Derby is a city of engineers, and engineers ask the right questions about their buildings: what exactly is failing, what is the evidence, and what does the fix cost against the alternative? Industrial roof coating stands up well to that kind of scrutiny, which is why we set out our case for Derby facilities teams the same way we survey: methodically and in writing. On a structurally sound profiled metal roof, a coating system costs a fraction of replacement, takes a fraction of the time and keeps the building working throughout.
An evidence-based approach for an engineering city
The manufacturing and engineering employers concentrated in and around Derby support a wide supply chain housed largely in steel portal frame units built from the 1980s onward. Those roofs share a life cycle: the factory finish on the profiled sheet weathers and chalks, the unprotected cut edges begin to rust, fixings work loose with thermal cycling, and eventually water finds a way in. None of that is a verdict on the building. It is a maintenance stage, and the data point that matters is whether the steel underneath remains sound. That is a question a survey answers and a quotation alone never can.
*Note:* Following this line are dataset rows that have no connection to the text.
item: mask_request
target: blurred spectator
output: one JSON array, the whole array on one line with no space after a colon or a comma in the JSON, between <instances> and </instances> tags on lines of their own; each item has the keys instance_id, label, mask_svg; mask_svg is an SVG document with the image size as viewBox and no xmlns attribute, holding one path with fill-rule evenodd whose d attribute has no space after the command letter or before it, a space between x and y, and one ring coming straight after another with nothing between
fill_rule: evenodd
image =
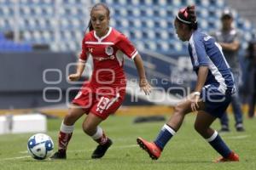
<instances>
[{"instance_id":1,"label":"blurred spectator","mask_svg":"<svg viewBox=\"0 0 256 170\"><path fill-rule=\"evenodd\" d=\"M232 27L233 15L230 10L226 9L221 16L222 29L216 31L213 37L222 47L224 55L229 63L235 79L235 86L236 93L232 96L231 104L236 120L236 131L244 131L242 124L242 112L239 98L239 80L241 76L241 67L238 60L238 51L240 48L239 32ZM220 119L221 129L220 132L229 132L229 118L227 114Z\"/></svg>"},{"instance_id":2,"label":"blurred spectator","mask_svg":"<svg viewBox=\"0 0 256 170\"><path fill-rule=\"evenodd\" d=\"M256 36L255 36L256 37ZM249 75L249 110L248 116L254 116L254 109L256 103L256 38L249 42L247 59L249 60L248 75Z\"/></svg>"}]
</instances>

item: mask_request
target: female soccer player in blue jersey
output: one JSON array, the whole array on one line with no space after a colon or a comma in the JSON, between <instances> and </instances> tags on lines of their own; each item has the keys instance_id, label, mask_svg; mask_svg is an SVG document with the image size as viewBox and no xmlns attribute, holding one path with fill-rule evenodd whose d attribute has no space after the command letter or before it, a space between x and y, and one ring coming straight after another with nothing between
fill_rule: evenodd
<instances>
[{"instance_id":1,"label":"female soccer player in blue jersey","mask_svg":"<svg viewBox=\"0 0 256 170\"><path fill-rule=\"evenodd\" d=\"M154 142L138 138L137 143L152 159L158 159L165 145L180 128L184 116L197 111L195 128L222 156L216 162L238 162L238 155L210 128L217 117L223 116L235 93L233 76L222 49L214 38L197 31L195 6L182 8L174 25L179 39L189 42L193 68L198 76L195 89L175 106L172 118Z\"/></svg>"}]
</instances>

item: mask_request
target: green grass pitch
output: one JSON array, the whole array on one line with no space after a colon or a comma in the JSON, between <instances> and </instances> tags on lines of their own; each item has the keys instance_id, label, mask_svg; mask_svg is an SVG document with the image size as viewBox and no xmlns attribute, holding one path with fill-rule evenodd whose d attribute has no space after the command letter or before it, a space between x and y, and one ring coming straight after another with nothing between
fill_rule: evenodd
<instances>
[{"instance_id":1,"label":"green grass pitch","mask_svg":"<svg viewBox=\"0 0 256 170\"><path fill-rule=\"evenodd\" d=\"M169 116L166 115L166 118ZM141 136L153 140L164 122L134 124L135 116L112 116L103 122L102 127L113 139L113 144L100 160L90 159L96 144L86 136L81 128L82 119L76 123L75 131L68 145L67 159L65 161L37 161L26 152L26 142L32 133L6 134L0 136L1 170L34 169L86 169L86 170L225 170L256 169L256 126L255 119L245 119L246 132L237 133L234 128L233 116L230 117L231 132L221 136L232 150L240 156L240 162L213 163L218 157L195 130L195 115L189 115L177 135L167 144L161 157L152 161L141 150L136 139ZM57 148L57 134L61 120L48 121L48 133ZM212 127L219 128L218 121Z\"/></svg>"}]
</instances>

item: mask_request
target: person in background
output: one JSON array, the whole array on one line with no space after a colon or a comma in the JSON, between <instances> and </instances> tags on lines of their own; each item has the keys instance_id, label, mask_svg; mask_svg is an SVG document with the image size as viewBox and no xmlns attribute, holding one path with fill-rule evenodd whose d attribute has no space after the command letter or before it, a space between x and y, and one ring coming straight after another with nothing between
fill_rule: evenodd
<instances>
[{"instance_id":1,"label":"person in background","mask_svg":"<svg viewBox=\"0 0 256 170\"><path fill-rule=\"evenodd\" d=\"M195 128L222 156L216 162L239 162L238 155L211 128L216 118L221 117L226 110L236 89L232 72L221 47L214 38L197 30L195 6L180 9L174 26L178 38L189 42L190 60L197 75L195 88L175 106L172 117L162 127L154 142L148 142L140 137L137 142L152 159L158 159L166 144L177 133L185 116L197 111Z\"/></svg>"},{"instance_id":2,"label":"person in background","mask_svg":"<svg viewBox=\"0 0 256 170\"><path fill-rule=\"evenodd\" d=\"M256 36L255 36L256 37ZM248 82L249 82L249 110L248 117L254 116L256 104L256 37L249 42L246 55L249 60L248 65Z\"/></svg>"},{"instance_id":3,"label":"person in background","mask_svg":"<svg viewBox=\"0 0 256 170\"><path fill-rule=\"evenodd\" d=\"M73 105L61 125L58 150L51 159L66 159L67 148L74 130L74 124L83 115L83 130L97 144L92 159L102 157L112 145L112 140L99 126L122 105L125 95L126 78L124 60L127 56L134 61L139 76L140 88L148 94L151 86L147 81L143 60L128 38L109 26L110 11L105 3L96 3L90 11L90 32L82 42L82 53L77 71L68 76L70 81L78 81L85 66L88 56L93 59L93 73L89 82L73 100ZM113 125L114 126L114 125Z\"/></svg>"},{"instance_id":4,"label":"person in background","mask_svg":"<svg viewBox=\"0 0 256 170\"><path fill-rule=\"evenodd\" d=\"M230 65L235 79L236 93L231 98L231 105L236 121L236 129L237 132L243 132L242 111L239 97L239 80L241 77L241 67L238 59L238 51L240 48L239 32L232 27L233 14L230 10L224 10L221 16L222 29L216 31L212 37L222 47L224 55ZM221 129L219 132L230 132L229 118L225 112L220 118Z\"/></svg>"}]
</instances>

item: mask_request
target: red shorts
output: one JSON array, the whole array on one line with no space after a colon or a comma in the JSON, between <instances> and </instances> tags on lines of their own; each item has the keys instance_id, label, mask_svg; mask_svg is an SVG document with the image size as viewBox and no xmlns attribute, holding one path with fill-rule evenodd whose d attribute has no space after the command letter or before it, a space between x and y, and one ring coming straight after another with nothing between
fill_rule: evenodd
<instances>
[{"instance_id":1,"label":"red shorts","mask_svg":"<svg viewBox=\"0 0 256 170\"><path fill-rule=\"evenodd\" d=\"M80 90L72 103L82 107L86 114L91 112L104 120L122 105L125 95L124 91L110 95L96 94L89 88L89 90Z\"/></svg>"}]
</instances>

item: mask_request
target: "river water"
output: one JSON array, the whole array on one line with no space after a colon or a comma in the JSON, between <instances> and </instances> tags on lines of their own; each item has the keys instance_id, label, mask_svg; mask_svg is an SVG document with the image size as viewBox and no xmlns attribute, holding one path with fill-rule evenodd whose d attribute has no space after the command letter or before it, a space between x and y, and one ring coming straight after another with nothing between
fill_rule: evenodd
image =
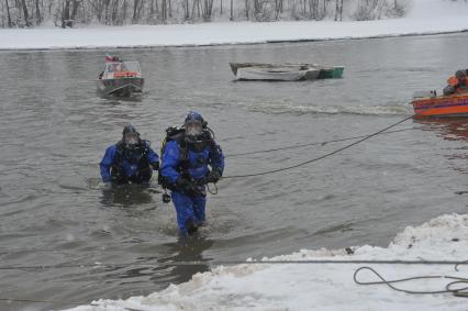
<instances>
[{"instance_id":1,"label":"river water","mask_svg":"<svg viewBox=\"0 0 468 311\"><path fill-rule=\"evenodd\" d=\"M127 122L158 151L164 130L189 110L215 131L226 176L305 162L353 141L235 155L377 132L412 113L414 91L441 90L467 67L459 53L466 49L468 34L121 49L146 77L135 100L97 96L104 51L0 52L0 70L8 73L0 114L0 310L148 295L189 280L210 262L387 246L408 225L465 213L465 120L409 120L392 129L404 131L297 169L222 180L209 199L208 225L192 241L178 238L174 208L156 186L108 193L98 164ZM230 62L346 69L343 79L236 82ZM200 265L170 265L180 260ZM122 265L135 262L145 265Z\"/></svg>"}]
</instances>

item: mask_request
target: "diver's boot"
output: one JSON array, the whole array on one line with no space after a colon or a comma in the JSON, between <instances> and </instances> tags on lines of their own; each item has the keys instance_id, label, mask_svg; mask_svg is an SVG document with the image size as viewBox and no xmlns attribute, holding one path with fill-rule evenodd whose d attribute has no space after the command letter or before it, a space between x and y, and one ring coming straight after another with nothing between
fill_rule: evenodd
<instances>
[{"instance_id":1,"label":"diver's boot","mask_svg":"<svg viewBox=\"0 0 468 311\"><path fill-rule=\"evenodd\" d=\"M193 235L198 230L198 225L194 224L193 219L187 220L186 227L188 235Z\"/></svg>"}]
</instances>

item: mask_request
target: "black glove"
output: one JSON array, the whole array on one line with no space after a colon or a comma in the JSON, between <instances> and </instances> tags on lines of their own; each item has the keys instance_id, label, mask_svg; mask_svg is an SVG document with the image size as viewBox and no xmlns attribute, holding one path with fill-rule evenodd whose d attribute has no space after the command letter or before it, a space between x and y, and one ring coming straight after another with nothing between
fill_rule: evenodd
<instances>
[{"instance_id":1,"label":"black glove","mask_svg":"<svg viewBox=\"0 0 468 311\"><path fill-rule=\"evenodd\" d=\"M208 174L207 182L216 184L221 178L221 169L213 168L210 174Z\"/></svg>"},{"instance_id":2,"label":"black glove","mask_svg":"<svg viewBox=\"0 0 468 311\"><path fill-rule=\"evenodd\" d=\"M198 192L197 185L193 181L182 177L177 179L176 189L189 196L196 195Z\"/></svg>"}]
</instances>

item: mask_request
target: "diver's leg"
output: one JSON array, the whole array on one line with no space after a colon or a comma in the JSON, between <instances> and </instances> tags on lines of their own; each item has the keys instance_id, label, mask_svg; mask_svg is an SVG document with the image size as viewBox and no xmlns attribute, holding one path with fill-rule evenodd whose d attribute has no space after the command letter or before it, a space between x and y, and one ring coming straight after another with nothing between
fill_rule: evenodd
<instances>
[{"instance_id":1,"label":"diver's leg","mask_svg":"<svg viewBox=\"0 0 468 311\"><path fill-rule=\"evenodd\" d=\"M177 224L181 235L189 235L193 231L193 202L189 196L171 192L174 207L177 212Z\"/></svg>"},{"instance_id":2,"label":"diver's leg","mask_svg":"<svg viewBox=\"0 0 468 311\"><path fill-rule=\"evenodd\" d=\"M205 206L207 206L207 197L205 196L197 196L192 198L193 200L193 214L197 225L201 225L204 223L207 218L205 215Z\"/></svg>"}]
</instances>

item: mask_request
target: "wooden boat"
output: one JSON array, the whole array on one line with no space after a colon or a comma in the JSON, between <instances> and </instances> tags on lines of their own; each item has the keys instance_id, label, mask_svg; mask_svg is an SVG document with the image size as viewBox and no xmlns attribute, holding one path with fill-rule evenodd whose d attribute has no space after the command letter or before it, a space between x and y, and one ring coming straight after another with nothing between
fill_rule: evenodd
<instances>
[{"instance_id":1,"label":"wooden boat","mask_svg":"<svg viewBox=\"0 0 468 311\"><path fill-rule=\"evenodd\" d=\"M230 63L236 80L300 81L341 78L344 67L317 64Z\"/></svg>"},{"instance_id":2,"label":"wooden boat","mask_svg":"<svg viewBox=\"0 0 468 311\"><path fill-rule=\"evenodd\" d=\"M411 104L415 118L468 116L468 92L436 96L435 91L416 93Z\"/></svg>"},{"instance_id":3,"label":"wooden boat","mask_svg":"<svg viewBox=\"0 0 468 311\"><path fill-rule=\"evenodd\" d=\"M245 67L238 68L236 79L246 80L268 80L268 81L299 81L307 79L317 79L320 70L315 68L297 69L290 67Z\"/></svg>"},{"instance_id":4,"label":"wooden boat","mask_svg":"<svg viewBox=\"0 0 468 311\"><path fill-rule=\"evenodd\" d=\"M107 58L108 59L108 58ZM105 62L105 69L97 80L98 91L104 96L130 97L143 92L144 78L138 62Z\"/></svg>"}]
</instances>

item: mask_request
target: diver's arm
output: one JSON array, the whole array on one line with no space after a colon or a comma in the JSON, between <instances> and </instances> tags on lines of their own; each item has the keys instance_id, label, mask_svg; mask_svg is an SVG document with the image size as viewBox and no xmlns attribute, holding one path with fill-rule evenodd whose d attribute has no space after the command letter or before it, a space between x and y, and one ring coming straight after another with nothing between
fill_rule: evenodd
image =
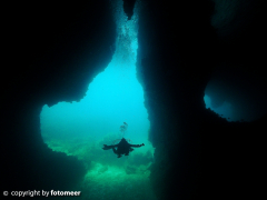
<instances>
[{"instance_id":1,"label":"diver's arm","mask_svg":"<svg viewBox=\"0 0 267 200\"><path fill-rule=\"evenodd\" d=\"M144 143L142 144L130 144L130 147L135 147L135 148L138 148L138 147L142 147L145 146Z\"/></svg>"},{"instance_id":2,"label":"diver's arm","mask_svg":"<svg viewBox=\"0 0 267 200\"><path fill-rule=\"evenodd\" d=\"M107 146L107 144L103 144L103 150L109 150L109 149L112 149L112 148L115 148L115 147L118 147L118 144L116 144L116 146Z\"/></svg>"}]
</instances>

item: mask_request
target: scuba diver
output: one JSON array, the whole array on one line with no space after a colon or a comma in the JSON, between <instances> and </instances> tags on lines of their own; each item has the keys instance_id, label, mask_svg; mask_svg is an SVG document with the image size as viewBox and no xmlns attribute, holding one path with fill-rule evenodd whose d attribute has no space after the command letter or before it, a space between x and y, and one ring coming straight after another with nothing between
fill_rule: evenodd
<instances>
[{"instance_id":1,"label":"scuba diver","mask_svg":"<svg viewBox=\"0 0 267 200\"><path fill-rule=\"evenodd\" d=\"M145 144L144 143L142 144L130 144L126 141L125 138L122 138L118 144L115 144L115 146L103 144L102 149L103 150L112 149L113 152L116 154L118 154L118 158L120 158L121 154L129 156L129 152L134 151L132 148L139 148L139 147L142 147L142 146L145 146Z\"/></svg>"}]
</instances>

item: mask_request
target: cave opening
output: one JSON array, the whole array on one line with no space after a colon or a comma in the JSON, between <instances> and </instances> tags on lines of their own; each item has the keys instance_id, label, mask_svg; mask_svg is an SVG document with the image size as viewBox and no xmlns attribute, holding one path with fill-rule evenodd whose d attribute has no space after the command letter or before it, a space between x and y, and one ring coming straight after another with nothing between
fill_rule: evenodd
<instances>
[{"instance_id":1,"label":"cave opening","mask_svg":"<svg viewBox=\"0 0 267 200\"><path fill-rule=\"evenodd\" d=\"M154 161L154 148L148 141L150 122L136 76L138 3L131 20L123 12L122 0L112 3L117 38L115 47L110 47L115 51L111 62L89 83L79 102L43 106L41 136L53 151L75 156L85 163L87 174L80 186L83 197L130 199L130 193L134 199L144 194L154 199L149 182ZM127 131L120 131L123 122L128 123ZM121 158L112 150L102 150L103 144L113 144L122 137L145 147ZM130 184L126 187L126 182Z\"/></svg>"}]
</instances>

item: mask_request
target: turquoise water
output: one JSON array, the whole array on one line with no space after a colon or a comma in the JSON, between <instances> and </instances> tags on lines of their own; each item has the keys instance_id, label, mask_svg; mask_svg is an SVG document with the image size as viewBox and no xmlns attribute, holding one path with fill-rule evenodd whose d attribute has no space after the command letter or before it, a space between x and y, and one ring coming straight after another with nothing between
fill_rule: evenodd
<instances>
[{"instance_id":1,"label":"turquoise water","mask_svg":"<svg viewBox=\"0 0 267 200\"><path fill-rule=\"evenodd\" d=\"M79 102L43 106L41 134L53 151L75 156L85 163L88 172L77 186L82 199L155 199L149 183L154 160L148 141L150 123L144 90L136 78L138 16L127 21L122 1L115 3L117 39L111 62L89 83ZM126 131L120 130L123 122L128 123ZM145 147L121 158L101 149L122 137Z\"/></svg>"}]
</instances>

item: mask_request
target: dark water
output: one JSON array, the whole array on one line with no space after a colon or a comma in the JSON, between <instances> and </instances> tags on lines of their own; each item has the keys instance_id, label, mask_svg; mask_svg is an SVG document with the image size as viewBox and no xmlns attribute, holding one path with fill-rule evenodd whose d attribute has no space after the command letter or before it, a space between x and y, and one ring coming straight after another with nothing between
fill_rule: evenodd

What we inspect on a profiled metal roof
Before recommending anything, a surveyor walks the roof and records:
- Sheet condition across the whole roof area, not just where leaks show
- Cut-edge corrosion at end laps, eaves and around penetrations
- Fixings, washers, flashings and ridge details
- Gutters, joints and rooflights, which often account for a large share of leaks
- Internal staining and leak evidence, traced to the true entry point
- Overall suitability of the roof for a coating system
The report reaches you with photographs and a plain recommendation, so the decision can be defended to whoever signs off the budget.
Treating cut-edge corrosion before it becomes perforation
Cut-edge corrosion is progressive. In its early years it is cosmetic rust along the lap lines; left alone it undercuts the factory finish, thins the steel and finally perforates it. The economics shift at each stage. Early treatment is straightforward: preparation to clean metal, anti-corrosive priming, lap sealing and a full overcoat. Late treatment means sheet repairs or replacement panels before any coating goes near the roof. The honest summary for any Derby estates team is that the cheapest year to deal with cut-edge corrosion is always this one.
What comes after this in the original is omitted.